To find the height of the woman's image on the film produced by each lens, we can use the lens formula:
1/f = 1/d₀ + 1/dᵢ
Where:
f is the focal length of the lens,
d₀ is the object distance (distance between the woman and the lens), and
dᵢ is the image distance (distance between the lens and the image).

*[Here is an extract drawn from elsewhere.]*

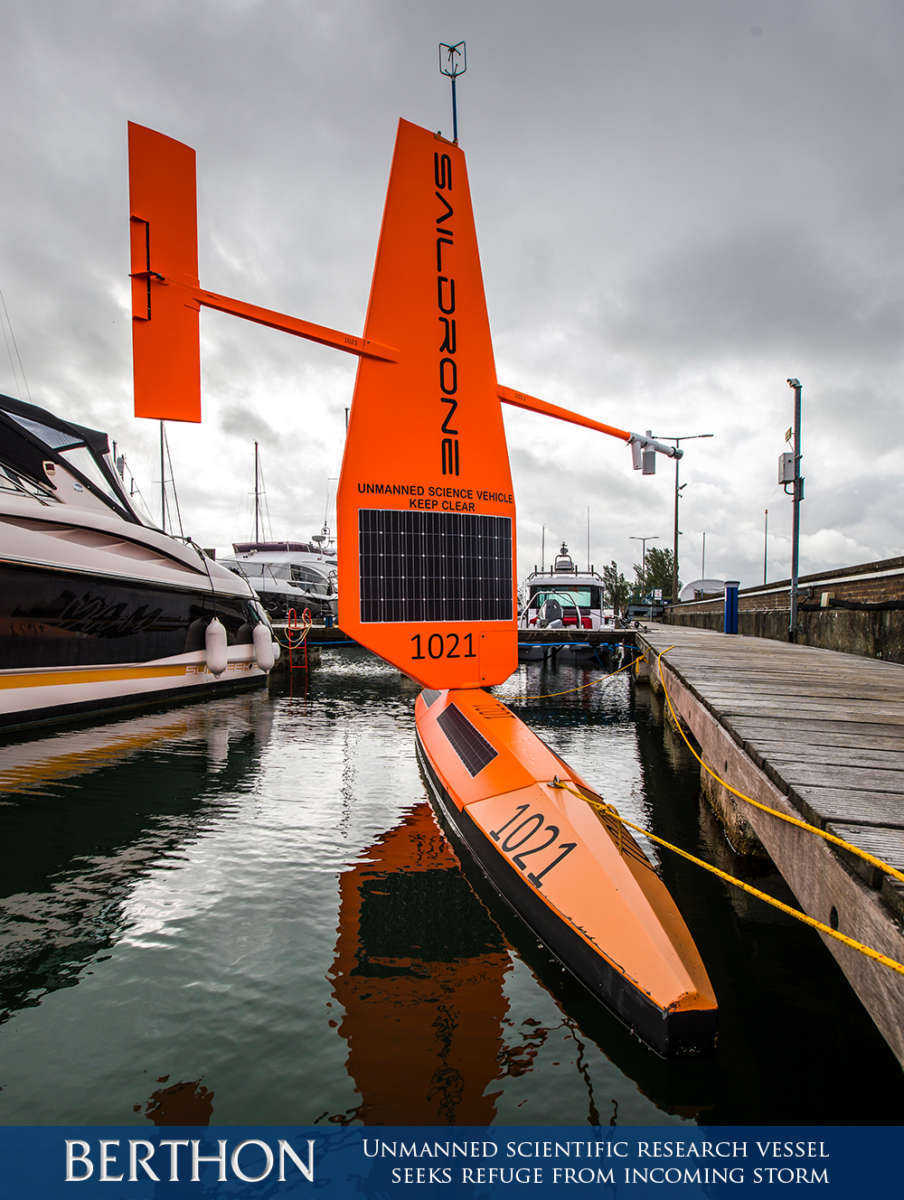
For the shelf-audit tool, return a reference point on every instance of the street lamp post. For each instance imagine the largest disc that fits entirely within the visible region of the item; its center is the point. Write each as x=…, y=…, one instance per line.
x=796, y=497
x=644, y=564
x=686, y=437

Let's calculate the height of the woman's image for each lens:
(a) 35.0-mm lens:
Given:
f = 35.0 mm
d₀ = 7.00 m
To convert the object distance to the same unit as the focal length (mm), multiply by 1000:
d₀ = 7.00 m * 1000 = 7000 mm
Let's substitute the values into the lens formula:
1/35.0 = 1/7000 + 1/dᵢ
To find dᵢ, rearrange the equation:
1/dᵢ = 1/35.0 - 1/7000
Now calculate dᵢ:
1/dᵢ = (1 - 1/7000)/35.0
Taking the reciprocal of both sides:
dᵢ = 35.0/(1 - 1/7000)
Now we can calculate the height of the image using the magnification formula:
m = -dᵢ/d₀
The negative sign indicates that the image is upside down relative to the object.
Substitute the values:
m = -dᵢ/d₀ = -(35.0/(1 - 1/7000))/7000
Now we can find the height of the image by multiplying the magnification by the height of the object:
Height of Image = m * Height of Object = m * 1.80 m
(b) 150.0-mm lens:
Repeat the same steps as above, but this time with the given focal length of 150.0 mm:
f = 150.0 mm
Follow the same process to calculate the image distance, magnification, and finally, the height of the image.
This explanation outlines the steps to solve the problem. To find the actual numerical values, you can substitute the given values into the equations and calculate them using a calculator or a computer program.